And More Again...

At the same time, there was something in the musical air in the three years after 1965 that hadn’t existed previously as artists cast their nets into previously unexplored waters, at least as far as popular music was concerned. It was, after all the era that introduced doomy Gregorian chants into The Yardbirds’ Still I’m Sad, though that little effort was effectively trumped by The Bee Gees with an album track called Every Christian Lionhearted Man Will Show You, which was, in itself a remarkable progression from their earliest writing efforts back in the days when they’d just moved beyond playing Queensland coastal resorts and the Brisbane speedway circuit.

It was a strange time, and one can’t help suspecting that the musical monotony that set in after the end of 1968 was linked to a feeling that someone had already explored any avenue that was likely to produce something in the way of a commercially viable synthesis and the writers were more or less innovated out.

Although there is no way of proving it, I have a suspicion that many of the earliest original compositions these groups came up with were written for a particular part of the band’s stage act. I would suggest that when bands started out doing covers, they developed set lists that suited the audiences they were playing to, and that when they started writing original material, the new songs were designed to fit into particular places in the set or to appeal to a particular section of their audience and modelled after other numbers that were already part of their repertoire.

Take, for instance, the first Small Faces’ single. Whatcha Gonna Do About It which started off as a little riff Marriott had borrowed from Solomon Burke’s Everybody Needs Somebody to Love and transformed into what Paolo Hewitt and John Hellier (p.93) describe as a vibrant instrumental. Having landed a record contract, they needed a single, and this was certainly bouncy and catchy enough, but the instrumental needed words. 

Maybe if they’d had more time on their hands, or a bit more writing under their belts manager Don Arden might have left Marriott and Lane to provide the lyrics, but time was of the essence so Samwell and Potter were drafted in to do the job. The version of the story here doesn’t match the one in the Marriott biography, but that is, after all an Ian Samwell obituary. 

There was, of course, a degree of what we’d nowadays describe as chick magnet potential in the fact that you’d written some songs, in much the same way that some of us found it handy to have some deep and meaningful poetry on hand when you were setting out to amaze and impress Year Ten high school girls.

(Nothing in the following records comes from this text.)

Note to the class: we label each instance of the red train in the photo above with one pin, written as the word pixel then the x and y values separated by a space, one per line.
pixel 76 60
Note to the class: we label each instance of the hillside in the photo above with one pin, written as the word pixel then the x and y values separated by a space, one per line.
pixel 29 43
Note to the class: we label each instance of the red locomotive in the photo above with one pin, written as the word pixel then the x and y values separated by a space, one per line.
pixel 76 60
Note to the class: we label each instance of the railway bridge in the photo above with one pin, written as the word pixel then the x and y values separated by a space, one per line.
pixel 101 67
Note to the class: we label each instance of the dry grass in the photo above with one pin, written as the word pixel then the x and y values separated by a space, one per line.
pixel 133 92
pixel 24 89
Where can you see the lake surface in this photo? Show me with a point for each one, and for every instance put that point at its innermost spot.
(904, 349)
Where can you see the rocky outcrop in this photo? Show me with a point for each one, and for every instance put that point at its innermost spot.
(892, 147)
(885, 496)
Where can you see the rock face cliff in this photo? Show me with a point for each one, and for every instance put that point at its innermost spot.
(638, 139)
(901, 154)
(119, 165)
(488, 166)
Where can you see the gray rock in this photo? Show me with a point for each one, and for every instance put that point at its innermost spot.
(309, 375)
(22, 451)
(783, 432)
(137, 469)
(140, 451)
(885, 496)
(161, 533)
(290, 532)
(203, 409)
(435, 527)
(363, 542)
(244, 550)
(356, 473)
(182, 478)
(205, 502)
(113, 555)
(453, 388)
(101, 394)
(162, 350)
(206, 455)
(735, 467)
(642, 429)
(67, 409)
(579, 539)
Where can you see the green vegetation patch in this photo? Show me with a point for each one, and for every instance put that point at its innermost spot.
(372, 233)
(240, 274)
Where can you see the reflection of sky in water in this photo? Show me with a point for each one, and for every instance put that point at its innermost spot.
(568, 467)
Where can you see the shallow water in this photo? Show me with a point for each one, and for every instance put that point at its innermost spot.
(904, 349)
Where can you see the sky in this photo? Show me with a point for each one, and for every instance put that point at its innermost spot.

That, I’d suggest, explains the young rocker’s propensity to turn his hands to the ballad when he sets about writing his early original material. The aforementioned Easybeats’ In My Book looks like a perfect example of that trend, as do early Jagger/Richards compositions like Blue Turns to Grey and, particularly, As Tears Go By.

Another way of developing their original material for bands like the Yardbirds was to formalize some of their onstage rave-ups into new songs. 

In an environment where many of the groups were on the receiving end of considerable female fan hysteria, one of the things I suspect the bands’ writers were looking for was the perfect finale to a live set.

Unfortunately, when it comes to looking at a group like the Small Faces, and trying to place the inspiration for a song like Tin Soldier or Afterglow of your Love in some sort of context, the fact that both Steve Marriott and Ronnie Lane are long dead might be seen as posing some difficulty. However, a quick look at the only Small Faces set list I could find at has Tin Soldier right where I expected it to be at the end of the show.

On top of that, Paolo Hewitt and John Hellier’s biography of Steve Marriott quotes P.P. Arnold’s claim that the song was written for her but He liked it so much he kept it himself and gave me If You Think You’re Groovy... (p.160) which leads me to suspect that the potential as a set-closer was recognized pretty quickly once it was written.

For most of the period in question it seems the preferred touring option for many of the bands attracting hysterical teenage fans was the package tour with half a dozen acts playing sets that ran to half an hour at the very most for the headline act and much less than that for those further down the bill.